その存在が、自分の肩に手をかけようとする気配を感じる。
スリディビは振り向き様に。その手を薙いだ。
レジは瞬時にその防衛行動を把握し、腕をほんの少し後退させてその衝撃を相殺する。手に持ったナイフは、握られたままだ。
「ほんと、何考えてるかわかんない子だね」
「何でわからないのか、わからない」
スリディビは隙なくレジに相対すると、袖から仕込みナイフを滑らせ、手にとる。
じり、と間合いを計った。
左にナイフを渡す。素振りをほんの一瞬見せて、スリディビはそのまま右手を伸ばし、最短距離でレジの喉元を狙った。リーチはスリディビの方が優位だった。が、最初のフェイントをものともせず、それを上回る速度でレジも相手に迫っていた。はらり、とお互いの髪の毛が一筋床に落ちる。
スリディビはレジの喉にナイフを突きつける。レジのナイフの切っ先もまた、同じ距離でスリディビの頸動脈に押し当てられていた。
「お前は一番見込みがあると思っていた。実力もある。精神も安定している。矯正も必要のないほどにね」
淡々と言葉を紡ぐが、極限まで緊張の糸は張りつめていた。
「残念だよ。いい子でいればお前のままでいられたのに」
「いい子はやめたの。面白くないんだもの」
レジはこの切羽詰まる状況下で、微笑みを見せた。その様子に、スリディビは失笑する。
「自我を捨てさせられる前の手土産として、一つだけ教えてあげようか。実験の子。お前の力は帝国軍で一番価値がある。だから何をしようと殺されない」
その言葉に、レジは目の前が暗転するのを感じた。
一人で衝動的に帝国への離反を決めた彼女(レジ)が予期していたのは二つの未来だった。大事を前に、帝国の手駒を一人でも減らしておくことが一つ。それが失敗した場合には、意に従い処分され、ヤンを自由の身にすることがもう一つ。
しかし、スリディビの言葉は、“生かしながら拘束される”というレジにとっては最悪の、予想もしなかった第三のパターンだった。

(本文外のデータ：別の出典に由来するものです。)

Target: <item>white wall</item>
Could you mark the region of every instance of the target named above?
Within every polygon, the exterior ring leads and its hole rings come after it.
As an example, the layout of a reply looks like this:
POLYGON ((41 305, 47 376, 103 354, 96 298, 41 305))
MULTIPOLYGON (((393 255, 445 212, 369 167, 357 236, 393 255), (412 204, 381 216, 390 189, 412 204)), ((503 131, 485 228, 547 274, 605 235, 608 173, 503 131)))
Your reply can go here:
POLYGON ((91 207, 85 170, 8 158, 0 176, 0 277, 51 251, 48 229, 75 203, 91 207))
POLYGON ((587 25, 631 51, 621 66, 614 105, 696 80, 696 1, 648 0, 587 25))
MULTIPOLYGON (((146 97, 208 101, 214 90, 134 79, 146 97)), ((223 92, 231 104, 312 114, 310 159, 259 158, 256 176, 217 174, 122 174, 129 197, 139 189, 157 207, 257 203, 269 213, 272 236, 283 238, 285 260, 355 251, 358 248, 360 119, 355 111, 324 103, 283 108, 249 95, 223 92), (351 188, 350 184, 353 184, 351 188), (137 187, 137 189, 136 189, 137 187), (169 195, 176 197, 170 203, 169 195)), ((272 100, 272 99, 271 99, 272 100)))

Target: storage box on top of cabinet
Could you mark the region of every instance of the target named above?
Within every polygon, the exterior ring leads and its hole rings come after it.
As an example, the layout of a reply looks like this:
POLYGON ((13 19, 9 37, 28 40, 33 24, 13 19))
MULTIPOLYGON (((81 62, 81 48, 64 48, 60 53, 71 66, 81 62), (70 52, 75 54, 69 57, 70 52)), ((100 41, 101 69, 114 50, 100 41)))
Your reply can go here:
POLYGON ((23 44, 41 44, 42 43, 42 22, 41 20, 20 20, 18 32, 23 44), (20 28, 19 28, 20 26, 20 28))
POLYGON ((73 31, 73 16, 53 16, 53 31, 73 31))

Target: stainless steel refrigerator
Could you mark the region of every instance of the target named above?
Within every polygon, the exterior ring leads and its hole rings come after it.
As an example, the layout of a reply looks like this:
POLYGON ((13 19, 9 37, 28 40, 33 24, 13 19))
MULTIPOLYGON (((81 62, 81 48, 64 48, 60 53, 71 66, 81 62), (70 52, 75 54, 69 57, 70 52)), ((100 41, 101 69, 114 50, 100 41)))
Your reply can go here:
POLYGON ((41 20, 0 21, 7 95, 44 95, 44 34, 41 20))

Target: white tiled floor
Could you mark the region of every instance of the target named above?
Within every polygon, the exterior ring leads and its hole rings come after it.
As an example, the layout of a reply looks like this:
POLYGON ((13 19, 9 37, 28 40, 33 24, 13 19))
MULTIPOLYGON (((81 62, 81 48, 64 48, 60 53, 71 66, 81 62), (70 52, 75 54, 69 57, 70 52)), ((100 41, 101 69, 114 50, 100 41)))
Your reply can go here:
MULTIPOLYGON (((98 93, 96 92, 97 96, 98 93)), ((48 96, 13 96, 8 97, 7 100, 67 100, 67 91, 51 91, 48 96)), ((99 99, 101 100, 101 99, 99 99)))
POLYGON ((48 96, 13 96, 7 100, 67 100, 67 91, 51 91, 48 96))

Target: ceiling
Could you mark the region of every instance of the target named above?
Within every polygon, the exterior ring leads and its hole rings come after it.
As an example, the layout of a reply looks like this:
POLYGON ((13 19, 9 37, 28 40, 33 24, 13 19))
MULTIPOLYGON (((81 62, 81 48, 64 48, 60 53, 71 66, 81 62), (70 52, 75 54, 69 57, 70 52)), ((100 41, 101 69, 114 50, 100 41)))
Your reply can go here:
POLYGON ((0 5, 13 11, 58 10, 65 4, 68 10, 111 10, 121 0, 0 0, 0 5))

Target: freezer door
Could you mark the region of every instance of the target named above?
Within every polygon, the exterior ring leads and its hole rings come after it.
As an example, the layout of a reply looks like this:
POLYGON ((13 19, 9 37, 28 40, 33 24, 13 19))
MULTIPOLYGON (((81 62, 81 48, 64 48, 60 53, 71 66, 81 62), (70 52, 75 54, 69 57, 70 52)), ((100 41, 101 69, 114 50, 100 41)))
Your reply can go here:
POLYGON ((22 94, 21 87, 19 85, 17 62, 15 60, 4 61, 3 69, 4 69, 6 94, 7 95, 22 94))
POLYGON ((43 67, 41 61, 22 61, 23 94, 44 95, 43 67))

スリディビは相手の動揺を見逃さなかった。自分の脚でレジの脚を瞬時に払う。レジが精神を揺さぶられまいと意識をそらし油断していたとはいえ、行動を全く予期させない、動きの前兆を相手に間際まで感づかせない、見事な蹴りだった。
レジは床に崩れ落ちる。
スリディビは即座にその上に乗りかかり、少女の動きすべてを封じた。
「けれど、お前の力は必要されていても、そこに意思は必要ない。だから、私はこの命令を下す」
続くのは、
「お前は上官に逆らった。タリムと一緒に矯正施設行きだ」
ひたすらに無情な宣告。
「さよなら、レジ。“お前”と会うのはこれが最後かもね」
首へ、一打。レジの意識は、その意思とは真逆に、遠のく。